Dafoe, who plays mysterious Max in Shadow of the Vampire, which was spawned by the Nosferatu legend, is in the latter camp. His is a Schreck only a mole rat could love.

Screenwriter Steven Katz and director E. Elias Merhige, who makes his first mainstream outing with this fictionalized account of the making of Murnau's classic, has the famed director (John Malkovich, again being pretty much John Malkovich) casting the snarling Schreck as the lead of Nosferatu. Murnau's fanatical dedication to finishing the film compels him to tolerate his star's eccentricities, which include working nights, loitering in coffins, and even demanding posession of licentious leading lady Greta (Elizabeth McCormick) in lieu of residuals and a cut of the merchandising.

It's the sort of conceit -- a vampire movie with a real vampire -- that could easily fall flat or pratfall into parody, but Merhige's merry band manages, miraculously, to pull it off.

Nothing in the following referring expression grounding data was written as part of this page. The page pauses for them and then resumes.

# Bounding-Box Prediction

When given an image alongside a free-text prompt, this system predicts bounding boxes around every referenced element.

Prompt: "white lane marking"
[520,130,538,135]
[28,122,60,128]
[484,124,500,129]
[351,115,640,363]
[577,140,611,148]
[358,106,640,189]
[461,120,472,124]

Shadow evokes the mood and style of silent cinema without the slightest hint of contempt and sends up Murnau's masterpiece without ever looking down on it. Though there are some charming moments of primordial cinematic practice (Eddie Izzard is quite charming as an actor in Nosferatu, who translates into pantomime the fear he actually feels at the sight of his gargoyle of a co-star), Merhige largely avoids re-enactment. Instead, he sneakily slips in suggestive bits of the original where you least expect them -- decadent, delicious little twists of light, color and geometry that create a foundation as purely visual as Nosferatu itself.

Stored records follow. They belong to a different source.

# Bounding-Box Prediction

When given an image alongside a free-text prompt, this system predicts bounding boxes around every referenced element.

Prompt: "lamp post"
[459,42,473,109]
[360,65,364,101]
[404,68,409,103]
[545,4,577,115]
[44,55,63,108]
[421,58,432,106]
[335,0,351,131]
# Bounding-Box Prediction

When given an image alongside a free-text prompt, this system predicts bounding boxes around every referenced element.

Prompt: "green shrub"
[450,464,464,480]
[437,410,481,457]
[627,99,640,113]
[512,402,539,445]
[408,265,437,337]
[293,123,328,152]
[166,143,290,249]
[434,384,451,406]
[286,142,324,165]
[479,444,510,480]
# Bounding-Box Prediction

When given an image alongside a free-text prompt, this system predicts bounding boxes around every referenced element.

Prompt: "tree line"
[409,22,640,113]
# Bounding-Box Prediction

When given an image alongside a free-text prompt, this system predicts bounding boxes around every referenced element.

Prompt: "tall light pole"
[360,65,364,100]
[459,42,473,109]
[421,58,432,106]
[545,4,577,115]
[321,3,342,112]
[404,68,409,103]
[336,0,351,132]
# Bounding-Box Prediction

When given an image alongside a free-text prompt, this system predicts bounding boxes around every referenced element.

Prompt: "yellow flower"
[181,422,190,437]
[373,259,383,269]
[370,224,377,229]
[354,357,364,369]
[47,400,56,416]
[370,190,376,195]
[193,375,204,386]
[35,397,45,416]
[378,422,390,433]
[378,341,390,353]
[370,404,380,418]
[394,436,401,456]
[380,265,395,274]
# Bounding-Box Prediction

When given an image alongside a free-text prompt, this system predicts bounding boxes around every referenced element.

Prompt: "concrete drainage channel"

And as in Nosferatu, "Max Schreck" steals the show. Dafoe's freakish and feral vampire is not an anti-hero or a demon lover or an über-mensch, and there is none of the high-handedness or romanticism so often seen emanating from former Counts Dracula. It is Murnau, not the vampire, who is at once noble and amoral, monstrous and manipulative. Schreck is no match for him in cunning, only in ferocity. He is the Travis Bickle of the vampire kingdom, irascible, inarticulate and at the mercy of a hunger he cannot allay -- a bear in a trap, snapping at everything handy. But for all the ugliness, all the snarling and slavering and bat-biting, Dafoe still manages to find some pathos in Schreck, a tragic dimension somehow more real and more human than generally allowed within the conventions of the genre.

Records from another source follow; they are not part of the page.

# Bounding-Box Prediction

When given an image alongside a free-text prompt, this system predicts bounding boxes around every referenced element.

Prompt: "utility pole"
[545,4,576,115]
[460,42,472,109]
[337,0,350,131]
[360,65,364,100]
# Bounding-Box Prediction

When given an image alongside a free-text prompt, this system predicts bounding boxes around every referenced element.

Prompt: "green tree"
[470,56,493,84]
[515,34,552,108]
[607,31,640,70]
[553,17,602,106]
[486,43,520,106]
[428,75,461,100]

Alas, the very genre and the conventions Shadow of the Vampire so cleverly defies might make it hard for the Academy to reward this film as richly as it deserves -- should they choose to overlook my modest proposal, that is. That would be a shame. After almost 100 years of vampires -- hot vampires, hip vampires, buff vampires, black vampires, babe vampires, redneck vampires, wrestling vampires, rock 'n' roll vampires -- someone has finally found something new in a vampire movie. It's a nice irony that they had to go back to the first one to do it.